First, there really is a sperm poem out there. This poet actually wrote a poem about her husband's sperm. She read it during a poetry reading, not once, but twice! And all I could think of was, What did this poor bastard have to go through for this terrible poem? I just imagined a guy who had bitten off his arms and legs to get away, but was trapped and had to provide "inspiration" on a regular basis. I called him, The Stump. The poor guy has been fodder for me for a little while now, as I constantly refer to Stumpy (it's my affectionate nickname for the guy) in e-mails to some of my friends.
I would love to write a sequel for Stumpy, but there hasn't been any ideas as wonderful as this first story. And I want nothing but the best for Stumpy. And, if you wanted, I think they're still taking nominations for the Derringer awards, so won't you show Stumpy a little love?
Hump the Stump
By Stephen Allan
I wasn’t always a stump. People used to say I bit off all my limbs just to get away from my coyote ugly wife. When I sobered up after the accident that might have been true, but the surgeons had already taken my arms and legs. We met when I was a drunk, which explains a lot. It was a friend’s wedding. She actually left by ambulance after mistakenly eating some seafood. Allergies. I’ve been a fan of shrimp cocktail ever since.

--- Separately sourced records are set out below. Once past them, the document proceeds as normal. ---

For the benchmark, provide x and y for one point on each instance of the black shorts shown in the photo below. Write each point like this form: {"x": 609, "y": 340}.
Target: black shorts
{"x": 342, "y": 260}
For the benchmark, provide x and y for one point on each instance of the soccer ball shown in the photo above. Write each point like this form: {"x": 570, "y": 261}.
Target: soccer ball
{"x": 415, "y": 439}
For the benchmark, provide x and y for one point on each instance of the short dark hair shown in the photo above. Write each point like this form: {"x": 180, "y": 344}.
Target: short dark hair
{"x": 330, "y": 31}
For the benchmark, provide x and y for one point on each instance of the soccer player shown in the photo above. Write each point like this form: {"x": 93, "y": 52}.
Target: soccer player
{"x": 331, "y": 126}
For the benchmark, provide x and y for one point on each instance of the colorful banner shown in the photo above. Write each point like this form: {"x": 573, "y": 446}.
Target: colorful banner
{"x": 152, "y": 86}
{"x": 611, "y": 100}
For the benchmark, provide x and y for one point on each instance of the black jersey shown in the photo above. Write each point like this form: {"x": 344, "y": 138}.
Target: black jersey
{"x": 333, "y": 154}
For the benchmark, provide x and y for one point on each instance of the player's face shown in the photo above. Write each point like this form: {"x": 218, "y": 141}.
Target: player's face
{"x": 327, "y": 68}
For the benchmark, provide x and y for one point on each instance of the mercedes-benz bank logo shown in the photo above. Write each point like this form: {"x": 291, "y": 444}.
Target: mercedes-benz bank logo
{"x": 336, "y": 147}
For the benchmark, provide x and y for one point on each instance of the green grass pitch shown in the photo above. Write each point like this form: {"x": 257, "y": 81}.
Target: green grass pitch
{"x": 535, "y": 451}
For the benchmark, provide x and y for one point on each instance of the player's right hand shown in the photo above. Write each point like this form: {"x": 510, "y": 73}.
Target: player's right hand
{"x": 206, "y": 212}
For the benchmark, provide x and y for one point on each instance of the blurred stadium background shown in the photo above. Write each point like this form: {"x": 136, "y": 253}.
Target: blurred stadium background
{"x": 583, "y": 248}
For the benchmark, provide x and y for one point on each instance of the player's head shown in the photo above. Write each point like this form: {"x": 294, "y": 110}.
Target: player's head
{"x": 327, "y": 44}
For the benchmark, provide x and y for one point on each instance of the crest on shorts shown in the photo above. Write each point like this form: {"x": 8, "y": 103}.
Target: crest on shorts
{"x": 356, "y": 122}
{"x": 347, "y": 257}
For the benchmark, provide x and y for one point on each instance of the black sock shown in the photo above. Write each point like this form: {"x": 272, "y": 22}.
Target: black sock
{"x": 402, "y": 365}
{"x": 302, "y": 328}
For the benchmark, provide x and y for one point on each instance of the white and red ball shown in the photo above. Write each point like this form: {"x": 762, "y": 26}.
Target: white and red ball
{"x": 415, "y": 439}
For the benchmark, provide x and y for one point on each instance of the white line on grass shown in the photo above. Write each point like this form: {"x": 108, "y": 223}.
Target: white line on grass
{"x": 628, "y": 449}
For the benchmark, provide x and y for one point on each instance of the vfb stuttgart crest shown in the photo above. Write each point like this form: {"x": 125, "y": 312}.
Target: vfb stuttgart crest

The stump thing sucks, but you get used to it. I lay in bed and watch TV most of the day. Insurance even paid for a robotic arm that I can control with my tongue. Neat little device. I have a mini-fridge stocked with juice and snacks, and use my mechanical arm to feed myself. It isn’t too bad, at least not until she comes home.
I guess you might ask how a man with no arms and no legs can kill his wife. It’s possible. You have to know her, what she’ll do and then anticipate it. And when my wife said she was writing another goddamn poem, I knew I had to do it.
She had published one poem, and I hated it. The poem was about me. Actually, it was about my sperm. At open mic nights, she’d wait until the end before shocking the audience with it. And after she finished reading, there’d be hesitant applause followed by uncomfortable looks. My wife thought it great. It wasn’t. I can’t stand her writing, especially that goddamn poem.
After the big markets rejected the sperm poem, some obscure poetry journal accepted it for a contributor’s copy.
“I’m gonna write another one,” she said when the sperm poem issue came in the mail. “A sequel. And I’m gonna need your help. Tomorrow night.” Then she made a sucking noise.
Oh my fucking god, I thought. But, I quickly realized my opportunity to get rid of her.
My nurse Freddie came this morning. I asked for a shrimp cocktail for lunch. Freddie fixed it for me and placed it in my mini-fridge. I thanked him when he left. As soon as he was gone I took a shrimp out and rubbed it on my cock.
I’ve been doing that all day and only stopped when she came home from open mic night at the bookstore. She walks into the bedroom with nothing on, but she’s carrying a pen and notepad. And now the hard part, literally: I have to get it up.
She scribbles a few notes as she exercises her jaw.
“Ready, baby?” she says and doesn’t wait for a reply. She begins and I think of the latest Victoria’s Secret catalogue.
She stops and coughs. She writes a couple of lines and then brings up some phlegm before starting again.
Jesus, I hope she doesn’t bite it off.
I feel the inevitable coming when she suddenly stands and grabs at her throat. No air is going in or out and she’s turning purple. She rushes to the phone and pounds on the numbers, but I had Freddie disconnect it earlier. She drops the cordless and goes to her knees. She looks up, but her eyes are going into the back of her head. She collapses and then jerks for a while before she is still. The pen finally falls out of her hand and rolls along the hardwood floor until it stops by the television stand.
Once I know the world is safe from any more bad poetry, I use the robotic arm to open the mini-fridge and finish the rest of the shrimp.